2018-04-20 10:57:00.0

 インドネシア中央銀行(BI)は19日の理事会で、主要政策金利の1週間物リバースレポ金利を現状の4.25%のまま維持することを決めた。また、過剰流動性を吸収するための翌日物預金ファシリティー金利(FASBIレート)も3.50%、翌日物貸出ファシリティー金利も5.00%のまま据え置いた。

 中銀は16年に政策金利を6度にわたって計1.50ポイント引き下げ、17年8月会合と9月会合でも2会合連続で利下げを実施した。しかし、17年10月会合から政策金利を据え置いており、現状維持はこれで7会合連続となる。市場では16年以降これまでの利下げ幅が計2.00ポイントに達していることから当分の間、利下げはないという見方と、インフレ率が抑制されていることから一段の景気刺激のための利下げを支持する見方に分かれている。

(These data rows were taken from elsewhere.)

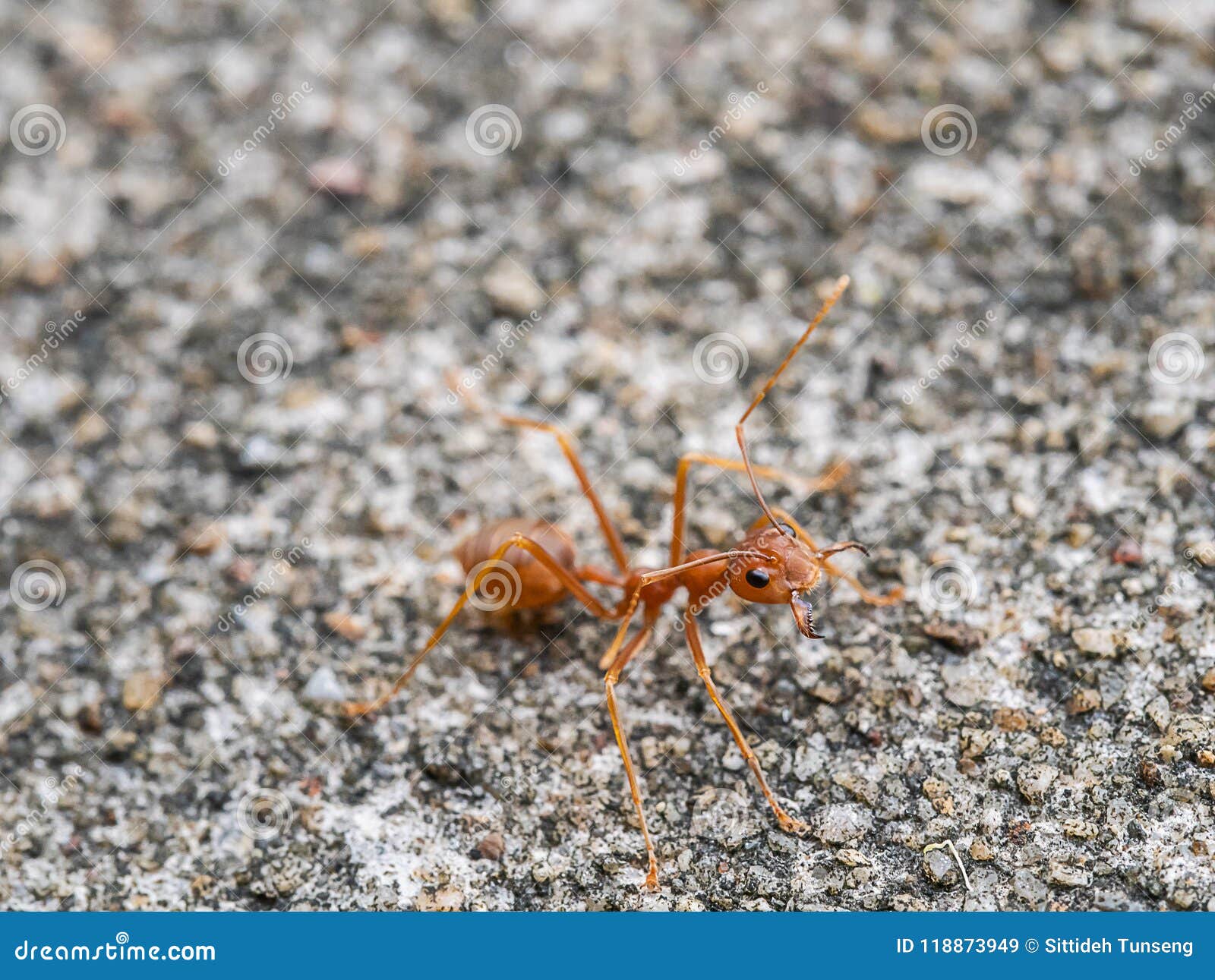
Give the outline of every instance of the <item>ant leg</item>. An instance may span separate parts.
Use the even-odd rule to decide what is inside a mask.
[[[823,322],[823,318],[827,315],[831,307],[836,305],[836,301],[843,295],[843,290],[848,288],[848,283],[849,279],[847,276],[841,276],[836,281],[835,289],[831,290],[831,295],[827,296],[823,306],[819,307],[819,312],[814,315],[814,319],[812,319],[807,325],[806,330],[802,332],[802,335],[797,339],[797,342],[793,344],[792,347],[790,347],[789,353],[785,355],[785,359],[780,362],[780,367],[776,368],[776,370],[774,370],[768,376],[768,380],[764,381],[763,387],[759,389],[759,393],[756,395],[756,397],[751,401],[751,404],[747,406],[747,410],[742,413],[742,418],[739,419],[739,424],[734,426],[734,436],[735,438],[738,438],[739,451],[742,453],[742,465],[746,466],[747,476],[751,477],[751,489],[756,495],[756,500],[758,502],[761,510],[763,510],[764,516],[772,522],[773,527],[776,527],[778,523],[776,515],[773,512],[772,508],[768,506],[768,502],[763,499],[763,492],[759,489],[759,482],[756,480],[756,469],[751,465],[751,458],[747,455],[747,437],[746,432],[744,431],[744,425],[746,424],[746,420],[750,418],[751,413],[755,412],[756,408],[758,408],[759,402],[762,402],[764,397],[767,397],[768,392],[772,391],[772,386],[776,384],[776,379],[779,379],[780,375],[785,373],[785,368],[787,368],[789,363],[793,359],[793,357],[797,356],[797,352],[802,349],[802,345],[810,339],[810,334],[814,333],[814,328]]]
[[[599,494],[595,493],[595,488],[590,485],[590,477],[587,476],[587,471],[582,466],[582,460],[578,459],[578,451],[573,448],[573,440],[570,438],[565,430],[555,425],[549,425],[546,421],[525,419],[520,415],[498,415],[498,419],[504,425],[514,425],[520,429],[532,429],[537,432],[548,432],[550,436],[556,438],[556,444],[561,447],[561,453],[564,453],[566,460],[569,460],[570,468],[573,470],[573,475],[578,480],[578,486],[582,487],[582,493],[586,495],[587,500],[590,502],[590,506],[595,511],[595,517],[599,519],[599,527],[603,528],[604,539],[608,542],[608,549],[611,551],[612,559],[615,559],[621,574],[627,576],[628,556],[625,554],[625,545],[621,543],[616,526],[611,522],[611,517],[608,516],[608,511],[604,509],[603,502],[599,499]]]
[[[637,808],[638,820],[642,822],[642,839],[645,842],[645,855],[649,859],[649,871],[645,876],[645,891],[657,891],[659,889],[659,859],[654,852],[654,842],[650,839],[650,829],[645,823],[645,809],[642,806],[642,791],[637,784],[637,772],[633,770],[633,759],[628,754],[628,742],[625,738],[625,730],[620,724],[620,712],[616,708],[616,684],[620,681],[620,672],[625,669],[642,644],[650,635],[652,622],[645,623],[637,635],[620,651],[604,675],[604,689],[608,692],[608,713],[611,715],[611,730],[616,735],[616,744],[620,747],[620,758],[625,761],[625,775],[628,777],[628,791],[633,797],[633,806]]]
[[[693,464],[719,466],[733,472],[747,472],[747,466],[741,459],[724,459],[723,457],[706,455],[705,453],[684,453],[679,457],[679,465],[676,468],[676,498],[674,521],[671,528],[671,563],[677,565],[684,556],[684,525],[686,517],[688,500],[688,474]],[[847,475],[849,466],[847,463],[836,463],[823,476],[806,477],[772,466],[752,466],[756,476],[765,480],[781,480],[786,483],[801,487],[808,493],[829,491],[837,486]]]
[[[819,546],[814,543],[814,539],[806,533],[806,528],[802,527],[796,520],[793,520],[793,516],[789,511],[781,510],[780,508],[773,508],[773,512],[781,521],[784,521],[791,528],[793,528],[793,531],[797,533],[797,537],[801,538],[806,544],[808,544],[815,551],[819,550]],[[751,525],[751,529],[755,531],[757,527],[759,527],[759,525],[762,525],[767,520],[768,520],[767,517],[761,517],[758,521]],[[835,544],[829,545],[823,554],[831,555],[835,554],[836,550],[846,550],[847,548],[854,548],[854,546],[858,546],[855,542],[841,542],[838,545]],[[843,568],[836,567],[830,561],[826,560],[823,561],[823,571],[826,572],[832,578],[838,578],[842,579],[843,582],[847,582],[849,585],[852,585],[853,589],[857,590],[857,594],[866,602],[869,602],[869,605],[871,606],[893,606],[895,602],[903,599],[902,585],[895,585],[885,595],[878,595],[877,593],[871,593],[869,589],[861,585],[855,576],[849,574],[848,572],[843,571]]]
[[[573,574],[581,582],[594,582],[597,585],[611,585],[616,589],[625,588],[625,579],[621,576],[606,568],[600,568],[598,565],[583,565],[580,568],[575,568]]]
[[[543,565],[549,572],[552,572],[554,576],[556,576],[558,579],[560,579],[561,584],[565,585],[565,588],[570,590],[570,593],[575,596],[575,599],[582,602],[582,605],[586,606],[587,610],[593,616],[597,616],[600,619],[615,618],[614,611],[606,608],[603,604],[600,604],[599,600],[595,599],[587,590],[586,585],[578,582],[578,579],[575,578],[573,574],[571,574],[563,565],[560,565],[556,561],[556,559],[554,559],[541,545],[536,544],[536,542],[533,542],[531,538],[525,538],[522,534],[514,534],[510,537],[509,540],[503,542],[486,561],[481,562],[481,571],[473,578],[471,582],[465,582],[464,591],[460,594],[460,597],[456,600],[456,605],[452,606],[447,616],[443,617],[443,621],[435,628],[435,631],[430,634],[430,639],[426,640],[425,646],[423,646],[422,651],[412,661],[409,661],[408,665],[405,668],[405,672],[401,674],[401,676],[396,679],[392,686],[374,701],[345,702],[341,706],[341,710],[346,714],[346,716],[357,718],[360,715],[379,710],[385,704],[388,704],[389,701],[396,697],[397,693],[400,693],[401,689],[409,682],[409,678],[413,676],[413,673],[418,669],[419,664],[425,658],[425,656],[431,650],[434,650],[435,646],[439,644],[439,641],[443,638],[443,634],[447,631],[447,628],[451,627],[452,622],[459,614],[459,611],[464,608],[469,597],[476,594],[476,590],[481,587],[481,582],[485,579],[485,577],[487,574],[491,574],[496,568],[501,568],[502,566],[510,568],[510,562],[504,561],[502,556],[505,555],[507,551],[509,551],[512,548],[520,548],[524,551],[532,555],[537,561],[539,561],[541,565]],[[512,568],[512,571],[514,570]],[[518,582],[518,579],[515,580]],[[512,583],[510,588],[513,587],[514,583]],[[516,595],[514,597],[518,599],[519,596]]]
[[[768,786],[768,780],[764,778],[763,769],[759,766],[759,760],[756,758],[755,750],[747,743],[746,736],[742,735],[739,723],[734,720],[733,712],[730,712],[725,702],[722,701],[720,695],[717,693],[717,685],[713,684],[712,672],[705,662],[705,651],[700,645],[700,628],[696,625],[696,617],[693,614],[690,607],[684,610],[684,633],[688,634],[688,646],[691,648],[691,658],[696,663],[696,673],[700,674],[700,679],[705,682],[708,696],[717,706],[717,710],[719,710],[722,713],[722,718],[725,719],[725,724],[730,729],[730,735],[734,736],[734,741],[738,744],[739,750],[742,753],[742,758],[746,759],[747,765],[751,766],[751,771],[755,774],[756,780],[759,783],[759,788],[763,791],[764,798],[768,800],[768,805],[772,806],[772,811],[776,815],[776,821],[780,823],[780,828],[795,834],[807,833],[810,829],[809,825],[791,817],[785,812],[785,808],[778,803],[776,795],[772,792],[772,787]]]

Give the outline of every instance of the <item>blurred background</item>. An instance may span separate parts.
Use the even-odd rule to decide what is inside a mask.
[[[0,5],[0,903],[1203,908],[1215,4]],[[680,453],[891,608],[720,600],[620,689],[459,621],[481,521],[661,563]],[[694,546],[757,510],[693,488]],[[957,851],[954,857],[949,844]]]

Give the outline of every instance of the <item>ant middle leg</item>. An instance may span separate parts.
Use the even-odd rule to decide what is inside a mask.
[[[620,533],[616,531],[616,526],[612,523],[611,517],[608,516],[608,510],[603,505],[603,500],[599,499],[599,494],[595,493],[595,488],[590,482],[590,477],[587,475],[586,468],[582,465],[582,460],[578,459],[578,451],[573,446],[573,440],[570,435],[556,425],[550,425],[547,421],[536,421],[535,419],[527,419],[521,415],[498,415],[498,419],[503,425],[513,425],[519,429],[531,429],[537,432],[548,432],[556,440],[556,444],[561,447],[561,453],[565,455],[566,461],[570,464],[570,469],[573,470],[573,476],[578,481],[578,486],[582,487],[582,493],[590,503],[590,508],[595,512],[595,519],[599,521],[599,527],[603,529],[604,540],[608,542],[608,550],[611,551],[612,559],[616,566],[620,568],[622,576],[628,574],[628,555],[625,554],[625,545],[620,539]]]
[[[637,772],[633,769],[633,759],[628,752],[628,740],[625,729],[620,724],[620,710],[616,707],[616,684],[620,681],[620,673],[625,665],[633,659],[642,645],[649,639],[654,629],[654,619],[648,621],[616,655],[608,673],[604,676],[604,690],[608,692],[608,714],[611,715],[611,730],[616,736],[616,746],[620,748],[620,757],[625,763],[625,776],[628,778],[628,791],[633,797],[633,806],[637,809],[637,817],[642,825],[642,839],[645,842],[645,856],[649,860],[649,869],[645,874],[646,891],[656,891],[659,888],[659,859],[654,851],[654,842],[650,839],[650,828],[645,823],[645,808],[642,805],[642,791],[637,782]]]

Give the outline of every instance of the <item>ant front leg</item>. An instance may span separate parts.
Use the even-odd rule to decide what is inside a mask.
[[[759,760],[756,758],[755,749],[751,748],[742,733],[742,729],[739,727],[739,723],[734,720],[734,713],[729,709],[727,703],[722,701],[722,696],[717,692],[717,685],[713,684],[713,674],[708,669],[708,663],[705,661],[705,651],[700,645],[700,628],[696,625],[696,617],[689,606],[684,610],[684,633],[688,636],[688,646],[691,650],[691,658],[696,664],[696,673],[705,684],[705,689],[708,691],[710,698],[717,706],[717,710],[722,713],[722,718],[725,719],[727,726],[730,729],[730,735],[734,736],[734,741],[739,747],[739,752],[742,753],[742,758],[747,760],[747,765],[751,766],[751,771],[755,774],[756,781],[759,783],[759,789],[764,794],[764,799],[768,800],[768,805],[772,806],[772,811],[776,815],[776,821],[780,823],[780,828],[787,833],[797,834],[798,837],[809,833],[810,825],[803,823],[801,820],[791,817],[785,812],[785,808],[780,805],[776,799],[776,794],[772,792],[772,787],[768,786],[768,780],[763,775],[763,769],[759,765]]]
[[[401,676],[396,679],[392,686],[380,695],[374,701],[347,701],[341,706],[341,710],[347,718],[358,718],[371,712],[377,712],[388,704],[406,684],[409,682],[409,678],[418,669],[422,662],[425,659],[426,655],[434,650],[439,641],[447,633],[447,629],[454,622],[456,617],[459,616],[459,611],[464,608],[469,599],[476,595],[476,590],[481,588],[482,580],[486,576],[491,574],[495,568],[502,565],[509,566],[510,562],[503,560],[512,548],[519,548],[527,554],[532,555],[541,565],[543,565],[556,579],[570,591],[570,594],[577,599],[587,610],[590,611],[593,616],[600,619],[614,619],[615,612],[606,608],[598,599],[595,599],[578,579],[571,574],[556,559],[554,559],[548,551],[546,551],[539,544],[533,542],[531,538],[524,537],[522,534],[513,534],[508,540],[503,542],[490,557],[480,563],[481,571],[473,577],[471,580],[467,580],[464,584],[464,591],[460,593],[460,597],[456,600],[456,605],[451,607],[443,621],[435,628],[435,631],[430,634],[430,639],[426,640],[425,646],[409,661],[408,665],[405,668]],[[520,596],[514,596],[519,599]]]

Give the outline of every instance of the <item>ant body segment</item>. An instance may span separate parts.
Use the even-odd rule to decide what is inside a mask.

 中銀は会合後に発表した声明文で、金融政策を現状維持としたことについて、「(景気見通しに対する)海外リスクが高まる中、金融政策はマクロ経済と金融システムの安定を維持する努力と合致したものとなっている」とした上で、「これまでの利下げは(金融市場の安定確保と銀行の厳しい監視を行う)マクロプルーデンス政策などによっても助けられ、国内経済の回復を強めるには十分だと判断している。今後も強い経済成長が持続するため、経済の安定を維持することに焦点を置いて行く」と景気重視の金融政策の継続の必要性を示した。

 今後の経済見通しについては、「インドネシア経済は内需、特に政府と民間の投資拡大や民間消費支出と輸出の拡大によって、1−3月期のGDP(国内総生産)伸び率は前年同期の伸び率(5.01%増)を上回る見通しだ」とした上で、「18年の成長率は5.1−5.5%増が予想される」と前回3月会合時と同様の見方を示した。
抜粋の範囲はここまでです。